次いで、得られた複合系無機充填剤粉体50部と、EPDM(住友化学社製ESPREN505)100部をバンバリーミキサーの中に入れ、130〜150℃で熱混練した後、120時間静置した。続いて、得られた未加硫EPDM100部の中に硫黄1部と酸化亜鉛5部を添加し、ロールで混練、熟成させた後、150〜160℃でプレスして加硫を促進させ、厚さ1.5mmのEPDM板状成形物を製造した。
【0050】
<実施例21>
実施例20におけるシリカ粉体をカーボンブラック(デンカ社製デンカブラックHS−100)に変え、構造式(2)の帯電防止剤Xの溶剤をテトラヒドロフランに変えると共に、複合系無機充填剤粉体の配合量を25部に変えた点以外は、実施例20と同様にして厚さ1.5mmのEPDM板状成形物を製造した。
【0051】
<実施例22>
実施例1における重質炭酸カルシウムを、平均粒径40nmの導電性カーボンブラック(東海カーボン社製TOKABLACK4500)に変え、構造式(2)の帯電防止剤Xを構造式(7)の帯電防止剤Xに変えた点以外は、実施例1と同様にして複合系無機充填剤粉体を作製した。

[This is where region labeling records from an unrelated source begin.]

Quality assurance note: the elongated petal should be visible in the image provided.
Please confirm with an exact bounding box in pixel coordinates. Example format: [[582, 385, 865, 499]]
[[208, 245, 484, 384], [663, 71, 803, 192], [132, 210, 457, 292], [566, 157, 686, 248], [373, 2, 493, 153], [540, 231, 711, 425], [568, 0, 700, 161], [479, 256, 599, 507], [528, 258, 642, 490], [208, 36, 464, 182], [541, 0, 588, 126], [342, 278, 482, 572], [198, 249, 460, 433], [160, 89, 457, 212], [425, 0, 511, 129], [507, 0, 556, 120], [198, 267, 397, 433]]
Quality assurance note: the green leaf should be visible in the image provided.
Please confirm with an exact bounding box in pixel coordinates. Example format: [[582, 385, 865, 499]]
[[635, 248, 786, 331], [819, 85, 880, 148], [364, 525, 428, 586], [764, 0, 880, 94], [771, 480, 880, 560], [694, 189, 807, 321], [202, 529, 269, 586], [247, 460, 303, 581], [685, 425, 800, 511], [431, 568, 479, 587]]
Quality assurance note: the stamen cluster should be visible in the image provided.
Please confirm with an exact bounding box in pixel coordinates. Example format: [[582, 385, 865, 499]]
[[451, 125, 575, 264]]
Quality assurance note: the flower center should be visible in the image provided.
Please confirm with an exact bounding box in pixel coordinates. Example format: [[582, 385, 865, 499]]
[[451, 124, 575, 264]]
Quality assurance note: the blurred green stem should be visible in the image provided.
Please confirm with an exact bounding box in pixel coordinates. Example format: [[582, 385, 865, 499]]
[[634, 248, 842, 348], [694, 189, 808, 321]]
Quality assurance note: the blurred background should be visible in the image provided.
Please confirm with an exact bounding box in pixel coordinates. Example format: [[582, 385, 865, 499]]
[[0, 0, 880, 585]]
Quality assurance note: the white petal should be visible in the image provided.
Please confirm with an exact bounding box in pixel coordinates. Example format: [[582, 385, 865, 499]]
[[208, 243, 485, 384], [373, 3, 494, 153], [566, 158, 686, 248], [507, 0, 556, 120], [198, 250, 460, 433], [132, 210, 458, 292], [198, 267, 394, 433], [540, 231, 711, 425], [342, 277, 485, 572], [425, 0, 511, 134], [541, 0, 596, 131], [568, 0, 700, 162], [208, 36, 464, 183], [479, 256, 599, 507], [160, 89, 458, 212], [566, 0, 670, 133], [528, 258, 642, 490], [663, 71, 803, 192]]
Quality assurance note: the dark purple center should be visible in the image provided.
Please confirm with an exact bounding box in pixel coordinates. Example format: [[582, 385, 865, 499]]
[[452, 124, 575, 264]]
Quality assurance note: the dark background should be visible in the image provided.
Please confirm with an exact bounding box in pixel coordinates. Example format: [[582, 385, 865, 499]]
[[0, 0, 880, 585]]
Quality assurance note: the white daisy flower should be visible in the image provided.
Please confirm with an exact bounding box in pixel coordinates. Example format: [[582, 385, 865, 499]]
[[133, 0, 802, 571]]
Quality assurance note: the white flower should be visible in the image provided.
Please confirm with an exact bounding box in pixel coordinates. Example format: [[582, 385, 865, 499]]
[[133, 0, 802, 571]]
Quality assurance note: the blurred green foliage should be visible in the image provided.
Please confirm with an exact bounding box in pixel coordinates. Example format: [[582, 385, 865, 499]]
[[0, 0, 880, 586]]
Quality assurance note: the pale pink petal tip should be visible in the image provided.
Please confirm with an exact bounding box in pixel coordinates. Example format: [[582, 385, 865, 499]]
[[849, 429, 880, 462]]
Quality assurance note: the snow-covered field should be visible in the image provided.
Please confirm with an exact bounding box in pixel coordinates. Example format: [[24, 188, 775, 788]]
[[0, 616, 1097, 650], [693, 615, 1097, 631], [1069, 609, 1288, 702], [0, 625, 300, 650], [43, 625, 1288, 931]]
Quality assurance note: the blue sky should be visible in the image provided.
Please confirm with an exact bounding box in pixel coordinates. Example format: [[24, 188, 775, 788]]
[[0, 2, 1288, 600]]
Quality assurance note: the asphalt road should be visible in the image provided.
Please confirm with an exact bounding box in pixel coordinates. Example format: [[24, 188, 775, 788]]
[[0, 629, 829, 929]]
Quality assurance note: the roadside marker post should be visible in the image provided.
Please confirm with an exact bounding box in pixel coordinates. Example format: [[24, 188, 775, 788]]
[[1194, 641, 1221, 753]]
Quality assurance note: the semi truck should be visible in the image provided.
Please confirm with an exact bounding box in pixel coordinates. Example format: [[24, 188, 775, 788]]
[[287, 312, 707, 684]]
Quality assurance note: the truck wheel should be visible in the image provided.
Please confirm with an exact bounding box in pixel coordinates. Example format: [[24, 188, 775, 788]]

続いて、得られた複合系無機充填剤粉体15部と、実施例20と同じEPDM100部を用いた点以外は、実施例20と同様にして厚さ1.5mmのEPDM板状成形物を製造した。
【0052】
<比較例7>
実施例22と同じ導電性カーボンブラック20部とEPDM100部を用い、帯電防止剤Xを用いなかった点以外は、実施例22と同様にして、厚さ1.5mmのEPDM板状成形物を製造した。
【0053】
実施例20〜22及び比較例7の各EPDM板状成形物を23℃、50%RHの温度、湿度条件で30日間静置した後、同条件で表面抵抗率と強制帯電荷の減衰特性及び摩擦帯電性の有無を調べた。試験装置及び方法は前述したウレタンゴム成形物の場合と同じである。
結果を表4に示すが、着色が配合の主目的で導電性を強く発揮しないカーボンブラック粉体でも、レビンダー効果を有効に作用させて全表面に帯電防止剤Xを吸着させれば担体として十分機能し、効率良く電荷漏洩に寄与する状態が形成され、導電性カーボンブラック粉体と同様の性能を実現できることが分かる。
また、導電性カーボンブラックについても、単独かつ少量では有効な電荷漏洩性能が発揮されないが、帯電防止剤Xとの複合系無機充填剤粉体の状態にしてEPDMマトリックス中に添加すると、協力作用により勝れた帯電荷漏洩性能を発現できるようになることが確認された。